Configuration Merkle Tree
How Enclave OS attests runtime configuration via a binary Merkle tree embedded in RA-TLS certificates.
Hardware attestation (MRENCLAVE for SGX, MRTD/RTMRs for TDX) proves which binary or image is running, but says nothing about how it is configured. Two deployments with the same code could have different CA certificates, different workloads loaded, or different environment variables.
The Config Merkle Tree closes this gap. Every configuration input is hashed into a leaf of a binary Merkle tree. The root hash is embedded in the RA-TLS certificate as OID 1.3.6.1.4.1.65230.1.1.
Root (OID 1.1)
┌───────────┴───────────┐
H(0,1) H(2,3)
┌─────┴─────┐ ┌─────┴─────┐
L0 L1 L2 L3
│ │ │ │
CA cert Workload Workload ...
hash A hash B hashAny change to any leaf changes the root. A verifier can prove the inclusion of a specific leaf with a logarithmic-size Merkle proof.
How Each Edition Uses It
Enclave OS Mini hashes the intermediary CA certificate, egress CA bundle, WASM bytecode, and module-contributed config leaves. Each module can register additional leaves via the EnclaveModule trait. Leaves are sorted by OID before tree construction.
Enclave OS Virtual computes both a platform-level tree (CA certificate, attestation server URLs, runtime version) and per-container trees (image digest, environment variables, volume configuration, port mappings). The platform Merkle root and each container's Merkle root are embedded as separate OID extensions.
Leaf Structure
Each leaf is a named configuration input hashed with SHA-256. Both editions sort leaves by OID in lexicographic order before tree construction, so the same set of inputs always produces the same root hash.
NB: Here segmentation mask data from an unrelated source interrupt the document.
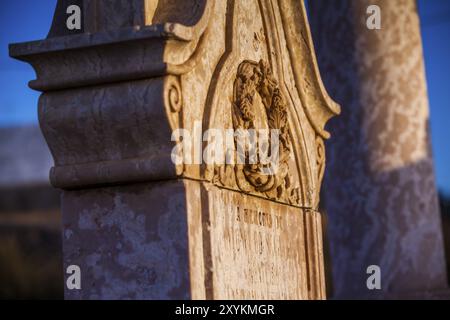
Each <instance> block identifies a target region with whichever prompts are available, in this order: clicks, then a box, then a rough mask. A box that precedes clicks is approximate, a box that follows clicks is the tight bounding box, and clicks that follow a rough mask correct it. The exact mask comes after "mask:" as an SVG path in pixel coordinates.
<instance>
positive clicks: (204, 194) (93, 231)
mask: <svg viewBox="0 0 450 320" xmlns="http://www.w3.org/2000/svg"><path fill="white" fill-rule="evenodd" d="M62 206H63V226H64V235H63V236H64V265H65V268H67V267H68V266H69V265H73V264H75V265H78V266H79V267H80V269H81V287H82V288H81V290H69V289H67V288H66V292H65V297H66V298H67V299H310V298H324V296H325V292H324V289H323V288H322V287H321V286H320V284H318V283H312V282H311V281H313V280H312V279H321V278H322V279H323V268H322V265H321V264H320V263H319V261H322V252H321V250H319V249H318V248H321V247H322V245H321V239H316V238H317V235H320V234H321V231H320V230H318V228H320V215H319V214H318V213H316V212H313V211H311V210H305V209H301V208H298V207H293V206H288V205H285V204H280V203H277V202H274V201H270V200H267V199H261V198H258V197H255V196H251V195H246V194H241V193H238V192H235V191H231V190H227V189H222V188H218V187H216V186H214V185H211V184H209V183H204V182H198V181H193V180H173V181H167V182H155V183H146V184H136V185H130V186H117V187H109V188H98V189H88V190H84V191H65V192H64V194H63V199H62ZM188 239H189V240H188ZM313 261H314V263H313ZM313 265H314V266H315V267H314V268H312V266H313ZM322 282H323V281H322ZM312 288H318V289H316V290H312Z"/></svg>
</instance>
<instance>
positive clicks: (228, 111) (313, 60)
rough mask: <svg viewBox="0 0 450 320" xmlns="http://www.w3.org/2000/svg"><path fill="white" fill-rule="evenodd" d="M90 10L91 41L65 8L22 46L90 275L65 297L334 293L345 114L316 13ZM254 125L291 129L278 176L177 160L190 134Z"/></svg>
mask: <svg viewBox="0 0 450 320" xmlns="http://www.w3.org/2000/svg"><path fill="white" fill-rule="evenodd" d="M83 6H84V7H83V10H84V11H83V12H84V14H85V22H84V30H83V31H84V32H83V33H80V34H75V35H66V36H63V37H52V35H53V34H55V35H56V34H61V32H62V33H64V32H63V30H62V31H61V29H60V28H61V27H60V26H59V25H58V21H59V20H60V18H58V17H59V16H60V15H61V14H64V13H63V12H60V11H58V10H57V12H56V14H55V21H54V24H53V27H52V32H51V35H50V37H49V38H48V39H46V40H42V41H37V42H31V43H25V44H18V45H13V46H11V48H10V53H11V55H13V56H15V57H16V58H18V59H21V60H24V61H27V62H29V63H30V64H31V65H33V67H34V68H35V70H36V73H37V79H36V80H34V81H32V82H31V83H30V86H31V87H32V88H35V89H38V90H41V91H43V92H44V93H43V95H42V96H41V99H40V103H39V115H40V122H41V127H42V130H43V132H44V135H45V137H46V139H47V142H48V144H49V147H50V149H51V150H52V154H53V156H54V160H55V166H54V168H53V169H52V171H51V181H52V184H53V185H54V186H56V187H59V188H62V189H64V194H63V203H62V211H63V221H64V257H65V258H64V260H65V265H66V266H67V265H69V264H77V265H79V266H80V267H81V270H82V278H83V280H82V282H83V285H82V290H80V291H70V290H66V297H67V298H71V299H76V298H101V299H108V298H120V299H125V298H143V299H144V298H145V299H154V298H157V299H158V298H159V299H161V298H193V299H205V298H207V299H221V298H249V299H250V298H280V299H282V298H292V299H322V298H325V292H324V291H325V290H324V278H323V256H322V240H321V239H322V238H321V237H322V230H321V217H320V214H319V213H318V211H317V210H318V204H319V191H320V184H321V180H322V177H323V173H324V164H325V150H324V142H323V141H324V139H327V138H328V137H329V133H328V132H326V131H325V129H324V126H325V123H326V122H327V121H328V119H329V118H331V117H332V116H334V115H336V114H337V113H339V106H338V105H337V104H335V103H334V102H333V101H332V100H331V99H330V98H329V97H328V95H327V94H326V92H325V90H324V88H323V85H322V83H321V80H320V76H319V72H318V68H317V65H316V61H315V56H314V50H313V47H312V42H311V37H310V32H309V26H308V23H307V20H306V14H305V8H304V5H303V3H302V2H300V1H294V0H292V1H291V0H289V1H284V0H283V1H281V0H280V1H277V0H261V1H256V0H252V1H248V0H245V1H244V0H230V1H206V0H203V1H200V0H191V1H186V0H164V1H114V6H106V4H105V3H104V2H102V1H85V2H83ZM106 16H107V17H106ZM199 125H200V129H198V127H199ZM241 128H243V129H268V128H269V129H276V130H279V132H280V137H281V139H280V140H281V144H280V148H279V152H280V155H281V157H280V159H281V160H280V162H279V163H280V166H279V167H280V168H281V169H280V170H279V171H278V172H276V173H270V174H268V175H262V174H260V171H261V169H262V168H263V166H262V165H261V164H258V165H255V166H250V165H238V164H223V163H217V162H214V163H205V162H203V163H195V162H194V164H189V163H181V164H174V163H173V162H172V161H171V155H172V148H174V147H175V146H179V145H180V142H181V139H180V138H177V137H175V138H174V139H171V134H172V132H174V131H175V130H177V129H185V130H188V131H189V132H196V131H197V130H199V132H200V137H201V134H202V133H203V132H204V131H206V130H207V129H218V130H226V129H235V130H237V129H241ZM233 143H234V145H235V146H236V142H235V141H233ZM204 145H205V144H204V143H203V144H202V142H201V141H200V144H199V147H200V149H203V147H204ZM224 151H227V150H224ZM223 157H224V155H222V158H221V157H219V156H218V155H216V160H223Z"/></svg>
If the number of leaves is not a power of two, the tree is padded with zero-hash leaves (32 bytes of zeros).
Mini
The core provides a fixed set of leaves, and each module can contribute additional leaves via the config_leaves() method of the EnclaveModule trait:
| Index | Name | Source | Input |
|---|---|---|---|
| 0 | core.ca_cert | Core | Intermediary CA certificate (DER) |
| 1 | egress.ca_bundle | Egress module | Egress CA bundle (PEM) |
| 2 | wasm.code_hash | WASM module | SHA-256 of WASM bytecode |
| ... | <module>.<key> | Any module | Module-specific inputs |
Virtual
The platform tree and per-container trees are computed separately.
Platform tree (served on the management hostname):
| Leaf | Input |
|---|---|
| CA certificate | Intermediary CA certificate (DER) |
| Attestation servers | Sorted URL list |
| Runtime version | Version string |
| Combined workloads | Concatenated container image digests |
| Data encryption key origin | "generated" or "byok:<fingerprint>" |
Per-container tree (served on each container's hostname):
| Leaf | Input |
|---|---|
| Image digest | SHA-256 of the OCI image |
| Environment variables | Sorted key=value pairs |
| Volume configuration | Mount paths and encryption status |
| Port mappings | Exposed port configuration |
Lifecycle
Both editions follow the same pattern: the Merkle tree is recomputed whenever the workload set changes, and all new TLS connections receive the updated certificate.
Mini. On enclave startup, the sealed config is unsealed, each configuration item is hashed and added as a Merkle leaf, and the RA-TLS certificate is generated. When a new WASM app is loaded, new leaves are added (app name, code hash, key source), the Merkle root is recomputed, and a fresh certificate is issued.
Virtual. On VM boot, the platform tree is computed from the CA certificate, attestation server URLs, and runtime version. When a container is loaded via the management API, the container's image digest, environment variables, and volume configuration are hashed into a per-container tree. The platform-level combined workloads hash is also recomputed. ra-tls-caddy issues new certificates for both the container hostname and the management hostname.
Verification Strategies
In addition to the Merkle root, both editions embed individual OID extensions for common properties. This gives clients two complementary approaches:
- Full audit: Request the configuration manifest from the attestation server and recompute the Merkle root to verify all inputs.
- Fast-path: Check a single OID (for example, "does the workload hash match my expectation?") without any Merkle computation.
Platform-wide vs per-workload scope
| Scope | Certificate | Merkle root OID | What it covers |
|---|---|---|---|
| Platform-wide | Enclave CA cert (Mini) or management cert (Virtual) | 1.1 | CA material, runtime config, combined workloads hash |
| Per-workload | App leaf cert (Mini) or container cert (Virtual) | 3.1 | Workload-specific code hash, config, key source |
A client connecting via SNI routing receives the per-workload certificate and can verify both the workload's own Merkle root (3.1) and the platform-level root (1.1) from the parent CA certificate.